Holiday feasts are all about the roast, and this holiday is no exception. With special guest Heather Dubrow to take him over the top, Fabio and his prime rib are here to spoil you.
- Secrets to buying prime rib: Call your butcher ahead of time!
- A succulent, tender and flavorful prime rib roast will make your dinner guests feel extra special. There's nothing better than a slow-roasted Prime Rib that is beautifully marbled, hand-trimmed and perfectly aged. Particularly if the Prime Rib Roast is certified USDA Prime.
- Bigger roasts are better. Larger roasts are more forgiving…and give more leftovers. When considering weight, assume one pound of prime rib (raw) per person.

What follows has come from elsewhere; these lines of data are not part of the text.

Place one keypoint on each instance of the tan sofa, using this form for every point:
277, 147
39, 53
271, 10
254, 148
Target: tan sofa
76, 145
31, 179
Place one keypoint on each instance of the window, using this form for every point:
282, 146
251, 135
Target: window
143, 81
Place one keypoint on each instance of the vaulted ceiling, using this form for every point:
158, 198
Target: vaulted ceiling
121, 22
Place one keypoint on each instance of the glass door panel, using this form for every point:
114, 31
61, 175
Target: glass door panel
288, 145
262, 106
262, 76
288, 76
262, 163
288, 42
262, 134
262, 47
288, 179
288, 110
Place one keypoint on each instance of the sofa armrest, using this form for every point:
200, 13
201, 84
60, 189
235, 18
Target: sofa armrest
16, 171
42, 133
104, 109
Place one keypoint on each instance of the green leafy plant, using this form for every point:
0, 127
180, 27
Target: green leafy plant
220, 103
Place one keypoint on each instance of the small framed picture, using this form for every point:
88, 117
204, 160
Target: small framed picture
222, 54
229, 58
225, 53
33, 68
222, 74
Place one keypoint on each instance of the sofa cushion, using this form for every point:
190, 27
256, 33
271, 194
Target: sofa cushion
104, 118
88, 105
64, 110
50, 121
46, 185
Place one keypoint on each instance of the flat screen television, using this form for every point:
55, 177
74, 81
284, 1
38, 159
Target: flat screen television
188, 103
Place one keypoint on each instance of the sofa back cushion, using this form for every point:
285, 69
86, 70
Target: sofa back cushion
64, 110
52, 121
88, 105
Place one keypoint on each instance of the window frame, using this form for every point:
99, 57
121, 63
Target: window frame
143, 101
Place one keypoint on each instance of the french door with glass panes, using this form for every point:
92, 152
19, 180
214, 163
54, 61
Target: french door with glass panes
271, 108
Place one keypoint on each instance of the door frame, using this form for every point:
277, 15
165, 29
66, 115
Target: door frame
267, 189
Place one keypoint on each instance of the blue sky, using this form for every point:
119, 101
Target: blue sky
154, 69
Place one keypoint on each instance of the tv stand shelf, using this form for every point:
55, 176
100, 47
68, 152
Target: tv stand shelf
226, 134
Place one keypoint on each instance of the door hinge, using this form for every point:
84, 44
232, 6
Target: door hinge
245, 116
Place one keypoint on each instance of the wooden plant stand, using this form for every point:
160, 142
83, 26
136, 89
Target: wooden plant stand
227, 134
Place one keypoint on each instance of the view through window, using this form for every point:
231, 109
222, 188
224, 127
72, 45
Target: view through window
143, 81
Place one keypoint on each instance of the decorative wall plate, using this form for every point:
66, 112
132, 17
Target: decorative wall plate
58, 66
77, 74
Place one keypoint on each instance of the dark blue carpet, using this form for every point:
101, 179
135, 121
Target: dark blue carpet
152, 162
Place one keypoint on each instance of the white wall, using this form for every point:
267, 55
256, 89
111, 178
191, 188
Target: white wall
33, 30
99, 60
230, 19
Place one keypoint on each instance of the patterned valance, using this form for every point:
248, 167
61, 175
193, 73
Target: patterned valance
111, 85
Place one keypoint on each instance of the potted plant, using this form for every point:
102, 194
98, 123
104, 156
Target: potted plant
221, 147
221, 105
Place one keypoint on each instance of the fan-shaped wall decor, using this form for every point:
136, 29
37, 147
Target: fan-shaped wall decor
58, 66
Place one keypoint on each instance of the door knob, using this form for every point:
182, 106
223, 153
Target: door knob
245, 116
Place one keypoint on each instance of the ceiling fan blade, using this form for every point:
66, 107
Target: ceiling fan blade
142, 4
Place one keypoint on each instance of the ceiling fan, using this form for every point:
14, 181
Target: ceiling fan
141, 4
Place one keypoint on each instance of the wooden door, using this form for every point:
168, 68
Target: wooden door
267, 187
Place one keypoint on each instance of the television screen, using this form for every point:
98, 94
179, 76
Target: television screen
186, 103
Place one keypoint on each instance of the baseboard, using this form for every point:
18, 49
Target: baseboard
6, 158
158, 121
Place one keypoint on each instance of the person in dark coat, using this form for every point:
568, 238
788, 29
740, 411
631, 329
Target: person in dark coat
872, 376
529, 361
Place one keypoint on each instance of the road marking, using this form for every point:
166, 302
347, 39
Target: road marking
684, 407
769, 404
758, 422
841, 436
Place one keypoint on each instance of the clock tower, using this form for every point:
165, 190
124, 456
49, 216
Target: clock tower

- The finish line matters with roasts! Rest it for about 15 minutes, to let flavorful juices redistribute throughout the roast. Cut against the grain to avoid chewy meat.
Recipe by Fabio Viviani
Yield: 8-10 servings
9-10 lb prime standing beef roast
1 tbsp kosher salt
1 tbsp fresh ground pepper
¼ cup extra virgin olive oil
2 tbsp. minced fresh thyme
5 garlic cloves, minced
1 tbsp unsalted butter
1 tbsp flour
1/4 cup dry white wine
Preheat oven to 500°.
Arrange roast on a rack in a roasting pan, fatty side up.
In a medium bowl, combine olive oil, salt, pepper, thyme and garlic.
Rub the mixture all over the prime rib to evenly coat.
Bake the roast for 25 minutes at 500°, then lower oven to 325°.
Continue to cook the roast at 325° for additional hour, or until the internal temperature reaches 145°.
Allow the beef to rest for at least 15 minutes, before transferring roast to a carving board. Remove the roasting rack as well.
Place the roasting pan on the stovetop, over medium-high heat.
Add butter to the pan juices and whisk to melt and incorporate.
Add flour to the melted butter to make a roux, whisking to combine.
Add white wine, continuing to whisk until a slightly thickened sauce is formed.
Remove from heat and pour the sauce into a serving pitcher or gravy boat.
Cut the prime rib into desired slices and place on a platter.
Pour sauce over the meat to serve.
For remaining meat, cut into manageable portions and freeze for later use.